SACRAMENTO, Calif. – In an effort to provide the highest level of Safety, Service, and Security to the public, the California Highway Patrol (CHP) has developed and implemented a number of education and enforcement programs over the years aimed at saving lives. Recently, the CHP was recognized for these lifesaving efforts by the International Association of Chiefs of Police (IACP) during the IACP’s annual conference in Chicago.
The IACP’s National Law Enforcement Challenge (NLEC) is a well-established competition among law enforcement agencies, focused on specific aspects of traffic safety. For the second year in a row, the CHP’s overall traffic safety efforts earned the Department first place in the NLEC category of State Police/Highway Patrol of 1,501 or More Sworn Officers. The CHP also won two Special Award categories in the 2015 NLEC, one for their overall effort in promoting Bicycle/Pedestrian Safety and the other for its efforts addressing the issue of impaired driving.
“Receiving these awards highlights the outstanding work of CHP personnel throughout the state,” CHP Commissioner Joe Farrow said. “We are immensely proud to be recognized by the IACP in so many categories, but the true reward can be measured by the lives saved every year.”
The award for the impaired driving program recognized the CHP’s progress in its efforts to reduce the number of deaths and injuries related to driving under the influence. In 2013, through training, public education, and enforcement efforts, the number of fatal and injury traffic collisions caused by impaired drivers decreased by 1.69 percent compared to the previous three-year average.

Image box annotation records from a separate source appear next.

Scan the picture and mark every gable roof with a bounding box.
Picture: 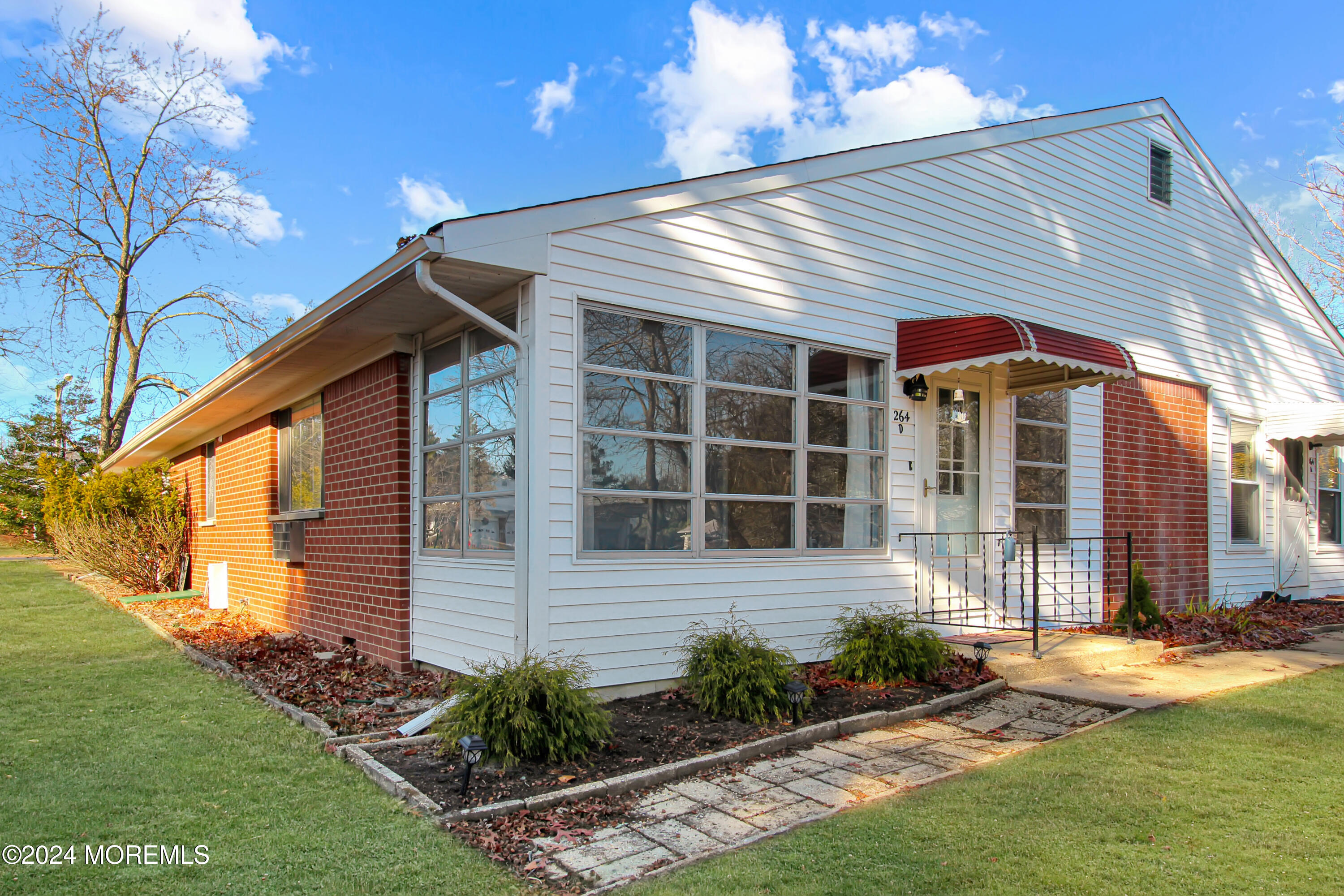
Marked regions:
[103,98,1344,469]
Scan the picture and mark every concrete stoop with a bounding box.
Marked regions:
[953,631,1163,686]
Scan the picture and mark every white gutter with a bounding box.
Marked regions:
[415,254,523,352]
[411,253,536,659]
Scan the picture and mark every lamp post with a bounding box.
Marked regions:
[457,735,485,797]
[974,641,993,676]
[784,678,808,724]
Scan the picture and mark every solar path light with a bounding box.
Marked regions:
[974,641,993,676]
[457,735,485,797]
[784,678,808,724]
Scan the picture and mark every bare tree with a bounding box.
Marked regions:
[1255,121,1344,327]
[0,11,269,457]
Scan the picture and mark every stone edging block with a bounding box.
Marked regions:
[425,678,1008,826]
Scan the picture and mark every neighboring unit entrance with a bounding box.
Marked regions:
[1275,439,1310,594]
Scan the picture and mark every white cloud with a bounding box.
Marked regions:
[644,0,798,177]
[251,293,308,319]
[391,175,469,235]
[781,66,1056,159]
[808,19,919,97]
[919,12,989,48]
[531,62,579,137]
[645,0,1056,177]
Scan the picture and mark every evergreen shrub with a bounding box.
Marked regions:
[1111,560,1163,629]
[820,604,953,682]
[433,651,612,766]
[680,608,797,725]
[39,457,188,594]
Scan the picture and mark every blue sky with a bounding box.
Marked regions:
[0,0,1344,422]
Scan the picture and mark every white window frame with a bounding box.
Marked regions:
[200,441,219,525]
[1312,445,1344,551]
[1144,137,1176,211]
[574,306,891,563]
[411,321,520,561]
[1008,390,1074,548]
[1223,414,1258,552]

Pedestrian deaths represent about 21 percent of all fatal traffic collision victims, and bicyclists represent approximately 4.3 percent of all fatal traffic collision victims in California. The CHP’s award submission for pedestrian/bicyclist safety focused on the high level of public information and education to combat this problem. The CHP will continue to analyze collision trends and other relevant data to refine strategies to protect pedestrians and bicyclists, the most vulnerable users of our state’s roadways.
The CHP’s volunteer programs, which include the Senior Volunteer Program (SVP) and Explorer Program, won the Outstanding Achievement in Law Enforcement Volunteer Programs Award, considered the most prestigious award a volunteer program in law enforcement can receive. Together, the two programs have more than 1,150 volunteers, ages 15 to 101, in more than 1,000 communities throughout California. The SVP began in 1989 and includes volunteers age 55 and older. The Explorer Program started in 1990 for youths age 15-21 and educates them about careers in law enforcement as well as providing opportunities for community service.
The 2015 Vehicle Theft Award of Merit in the Multi-agency/Task Force Category went to the Orange County Auto Theft Task Force (OCATT). The CHP’s Border Division Investigative Service Unit is part of OCATT. In 2014, OCATT recovered 209 vehicles, valued at more than $3.2 million, and made more than 65 arrests. Thanks to OCATT’s efforts, in 2014 Orange County saw its largest drop in vehicle thefts in more than four years – a 13 percent reduction. The positive results of the investigations spanned the entire Southern California region.
Finally, CHP Officer Michael Burton was one of four finalists for the IACP/Target Police Officer of the Year. He was recognized for risking his own life while off duty to rescue a man from a burning pickup truck in Kern County in July 2014. Officer Burton received a Medal of Valor from Governor Edmund G Brown Jr. earlier this year for his heroic act.
The IACP is the world’s largest association of law enforcement executives. With more than 25,000 members in over 121 countries, the IACP serves as the professional voice of law enforcement.